Electric power charter amendment gains support

A county charter amendment proposal to create an electric power authority to run Kauai Electric, should Kaua’i County buy the utility, generally drew favor from speakers at a county meeting yesterday.

But audience members, attending a public hearing the council sponsored at the historic County Building, questioned the need to have government representatives sit on the power authority’s board.

Critics say there should be no government involvement because the proposal calls for the power authority to operate separately from government.

Related to the charter amendment proposal, Mayor Maryanne Kusaka proposed a resolution to the council, which if approved, would be put on the November general election ballot, though Kusaka has said the county has no plans to buy the utility at this time.

However, she said having the power authority in place would allow the county to negotiate the sale of the utility should a bid by Kauai Island Utility Co-op to buy the utility for $215 million fail.

KIUC has agreed to buy the utility from Citizens Communications, a Connecticut-based company that is selling the utility to focus its attention on its telecommunications business.

The state Public Utilities Commission must approve the sale before it becomes final.

Fred Well, a supporter of the charter amendment proposal, said a power authority working with the city of Palo Alto, California has produced the lowest electricity rates in California in the past.

The service to consumers has been “excellent,” Wells added.

If such a system worked that well in the California city, it could work just as well on Kaua’i, Wells said.

Another supporter of the proposal, Glenn Mickens of Kapa’a, said that “ideally the authority would be completely autonomous from regular county operations and act in a business rather than a government mode,” as a way to keep electricity rates low and service to customers high.

He said the proposal has nothing to do with the proposed co-op purchase of the utility, but “simply acts as an insurance policy” for the county to negotiate the sale of the utility if conditions call for it.

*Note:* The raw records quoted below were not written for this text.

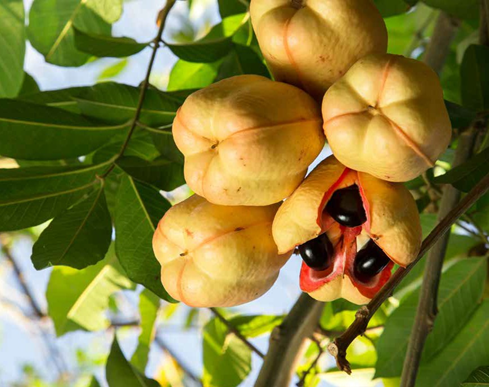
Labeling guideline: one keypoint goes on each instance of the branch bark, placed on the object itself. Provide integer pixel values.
(439, 47)
(287, 343)
(428, 302)
(339, 346)
(161, 21)
(427, 307)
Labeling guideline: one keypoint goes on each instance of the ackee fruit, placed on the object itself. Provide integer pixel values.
(312, 43)
(248, 140)
(387, 117)
(350, 228)
(217, 256)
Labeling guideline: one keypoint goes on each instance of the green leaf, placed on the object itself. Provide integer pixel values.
(478, 378)
(120, 372)
(461, 289)
(78, 238)
(254, 326)
(466, 176)
(33, 132)
(392, 7)
(61, 99)
(403, 28)
(109, 10)
(215, 45)
(188, 75)
(242, 60)
(51, 25)
(113, 70)
(85, 295)
(460, 117)
(29, 86)
(139, 208)
(227, 360)
(165, 144)
(463, 9)
(103, 46)
(467, 351)
(116, 103)
(12, 47)
(475, 78)
(232, 7)
(149, 305)
(31, 196)
(163, 174)
(94, 382)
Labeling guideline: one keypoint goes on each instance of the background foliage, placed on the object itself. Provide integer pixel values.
(91, 230)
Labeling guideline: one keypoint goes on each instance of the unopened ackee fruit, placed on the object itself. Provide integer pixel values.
(350, 228)
(387, 117)
(213, 255)
(312, 43)
(248, 140)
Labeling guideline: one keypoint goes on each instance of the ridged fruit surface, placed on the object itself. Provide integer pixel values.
(392, 223)
(387, 117)
(213, 255)
(248, 140)
(312, 43)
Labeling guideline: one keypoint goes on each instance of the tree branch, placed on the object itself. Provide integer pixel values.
(39, 313)
(236, 332)
(428, 301)
(439, 47)
(427, 306)
(287, 342)
(339, 346)
(162, 16)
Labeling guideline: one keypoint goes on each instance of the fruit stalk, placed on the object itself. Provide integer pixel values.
(287, 342)
(339, 346)
(428, 302)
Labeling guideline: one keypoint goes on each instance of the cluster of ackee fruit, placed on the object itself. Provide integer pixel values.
(248, 142)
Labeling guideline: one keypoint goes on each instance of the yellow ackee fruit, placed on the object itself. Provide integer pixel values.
(387, 117)
(248, 140)
(312, 43)
(389, 221)
(217, 256)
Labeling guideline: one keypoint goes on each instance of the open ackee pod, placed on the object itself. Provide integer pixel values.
(217, 256)
(390, 220)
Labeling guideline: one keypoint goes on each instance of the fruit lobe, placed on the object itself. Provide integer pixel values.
(387, 117)
(214, 255)
(304, 41)
(248, 140)
(392, 223)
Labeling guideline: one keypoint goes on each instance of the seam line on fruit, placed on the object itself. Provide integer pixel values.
(385, 75)
(288, 52)
(401, 133)
(225, 233)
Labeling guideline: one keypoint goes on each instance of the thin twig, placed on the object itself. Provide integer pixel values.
(480, 232)
(339, 346)
(56, 357)
(437, 51)
(163, 15)
(20, 278)
(236, 332)
(302, 380)
(161, 343)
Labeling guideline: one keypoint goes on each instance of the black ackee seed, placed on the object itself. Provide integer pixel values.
(346, 207)
(317, 253)
(369, 262)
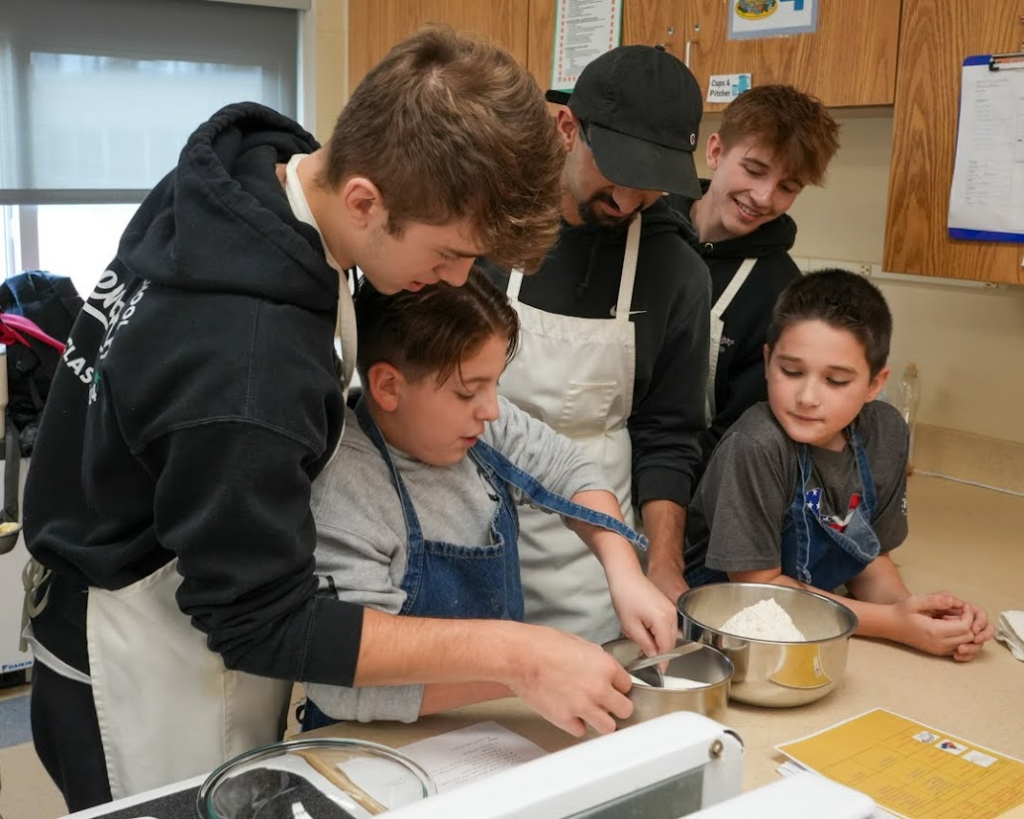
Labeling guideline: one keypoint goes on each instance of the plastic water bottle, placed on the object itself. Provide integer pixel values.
(907, 398)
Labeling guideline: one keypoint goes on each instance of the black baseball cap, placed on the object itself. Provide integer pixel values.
(642, 108)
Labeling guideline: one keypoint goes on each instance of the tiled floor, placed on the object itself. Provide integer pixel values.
(26, 790)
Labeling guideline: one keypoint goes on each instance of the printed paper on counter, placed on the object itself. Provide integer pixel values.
(911, 770)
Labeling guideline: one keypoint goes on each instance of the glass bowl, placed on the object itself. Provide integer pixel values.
(313, 779)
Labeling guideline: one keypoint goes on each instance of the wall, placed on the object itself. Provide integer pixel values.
(329, 36)
(968, 341)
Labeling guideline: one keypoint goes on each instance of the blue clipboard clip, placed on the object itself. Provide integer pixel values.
(1006, 61)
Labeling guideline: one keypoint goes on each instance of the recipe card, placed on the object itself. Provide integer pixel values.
(452, 759)
(911, 770)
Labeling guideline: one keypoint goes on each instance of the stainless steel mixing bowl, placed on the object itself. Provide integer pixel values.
(771, 673)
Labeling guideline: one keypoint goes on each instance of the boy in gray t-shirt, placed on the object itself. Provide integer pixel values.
(809, 488)
(422, 520)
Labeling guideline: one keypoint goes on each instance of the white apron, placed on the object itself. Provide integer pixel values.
(577, 375)
(167, 706)
(717, 328)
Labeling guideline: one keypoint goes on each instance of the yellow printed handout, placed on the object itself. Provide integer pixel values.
(912, 770)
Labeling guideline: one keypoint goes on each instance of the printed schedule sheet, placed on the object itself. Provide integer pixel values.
(911, 770)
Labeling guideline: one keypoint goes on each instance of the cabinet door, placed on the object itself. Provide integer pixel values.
(375, 26)
(849, 60)
(936, 38)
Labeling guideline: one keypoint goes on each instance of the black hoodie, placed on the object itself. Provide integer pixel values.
(199, 399)
(739, 380)
(580, 277)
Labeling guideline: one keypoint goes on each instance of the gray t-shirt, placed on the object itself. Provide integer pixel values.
(360, 529)
(734, 522)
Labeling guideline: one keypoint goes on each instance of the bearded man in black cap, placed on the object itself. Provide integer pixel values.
(613, 350)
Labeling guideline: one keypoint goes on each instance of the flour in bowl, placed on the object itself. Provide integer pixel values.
(764, 620)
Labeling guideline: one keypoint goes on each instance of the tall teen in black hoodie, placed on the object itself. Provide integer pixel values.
(772, 142)
(168, 500)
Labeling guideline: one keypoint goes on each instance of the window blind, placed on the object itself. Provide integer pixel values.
(98, 96)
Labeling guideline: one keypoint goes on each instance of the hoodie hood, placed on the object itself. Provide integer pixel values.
(774, 236)
(221, 222)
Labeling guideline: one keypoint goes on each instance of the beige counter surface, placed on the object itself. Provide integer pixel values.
(965, 540)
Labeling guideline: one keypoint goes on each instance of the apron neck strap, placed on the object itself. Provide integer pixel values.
(629, 270)
(515, 283)
(730, 292)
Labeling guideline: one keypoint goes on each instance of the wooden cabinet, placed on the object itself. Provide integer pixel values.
(375, 26)
(936, 38)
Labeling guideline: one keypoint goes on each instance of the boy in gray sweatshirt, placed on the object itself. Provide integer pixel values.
(422, 520)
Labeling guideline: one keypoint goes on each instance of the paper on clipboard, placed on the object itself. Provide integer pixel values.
(986, 201)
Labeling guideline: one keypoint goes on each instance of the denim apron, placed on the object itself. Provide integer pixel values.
(444, 579)
(813, 552)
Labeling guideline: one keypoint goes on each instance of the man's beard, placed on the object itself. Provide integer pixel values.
(593, 217)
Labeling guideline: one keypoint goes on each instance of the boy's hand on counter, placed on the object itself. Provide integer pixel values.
(937, 623)
(669, 578)
(982, 632)
(647, 616)
(570, 682)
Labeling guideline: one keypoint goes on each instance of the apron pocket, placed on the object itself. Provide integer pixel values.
(587, 406)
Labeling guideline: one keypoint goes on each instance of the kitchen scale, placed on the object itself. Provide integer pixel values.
(677, 765)
(680, 764)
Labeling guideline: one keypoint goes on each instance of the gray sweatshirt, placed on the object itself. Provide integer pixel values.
(360, 530)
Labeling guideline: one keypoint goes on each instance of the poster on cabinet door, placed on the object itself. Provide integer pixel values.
(584, 30)
(750, 19)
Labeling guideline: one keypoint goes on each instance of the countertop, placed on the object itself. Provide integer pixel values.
(964, 540)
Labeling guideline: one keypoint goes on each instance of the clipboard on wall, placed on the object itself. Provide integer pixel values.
(986, 199)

Fred Lewis, a critic of the proposed co-op sale, said he was a member of a committee assembled by Kusaka that looked at the sale of the utility to Kaua’i residents.

Although committee members offered differing views as to whether the co-op or the county should run the utility, committee members unanimously supported the idea of a power authority and drafted a charter amendment calling for its creation, Lewis said.

A member of the committee, Chick Lanphier, said that if the co-op bid to buy the utility fails, voter approval of the charter amendment would allow the power authority to negotiate a lower sale price than the $215 million price tag.

Lanphier said he favored putting the charter amendment proposal on the November ballot and that “if you have to, tweak it (refine it), but be prepared.”

Another supporter of the proposal said the benefits derived from a power authority would be Kaua’i County’s “lasting legacy” to its citizens.

She said the issue of the sale of the Kauai Electric to either the co-op or to Kaua’i County is of deep concern to residents.

People at island supermarkets have gotten into “heated” discussions over the issue, she said.

In opposition to the proposal, Robert Measel Jr. said the measure is flawed and should be “thrown in the garbage can.”

The proposal is begin advocated by mayor who is leaving office this year, meaning the measure will “have to be fixed up” by the incoming mayor, Measel said.

A glaring weakness of the proposal is its lack of procedures and policies on which the authority, if created, would act, Measel said.

The makeup of the governing board for the power authority pit some audience members against others.

The proposal calls for a board of seven directors to control and make policy for the authority. The proposal calls for four board members to be elected at large, appointment of one board member by the mayor, one board member appointed by the council and one chief executive officer.

Mickens said it was mix that would not work in the best interest of government.

But Hanalei resident Ray Chuan said having government representation on the board would actually help with the strengthening and improvement of a county-operated utility in the years ahead.

“Because the county has the ability to commit large amounts of money (through the flotation of bonds), it is only proper for the county to sit on the board,” Chuan said.

Chuan said he would welcome having a nine-member board to “dilute” the influence of the two government board representatives should the power authority be created.

Andy Parx, who said that he didn’t oppose the charter amendment proposal, said he was concerned there could be more government appointments if qualified board members aren’t found.

That situation would allow more government involvement in the running of any county-owned utility, Parx said.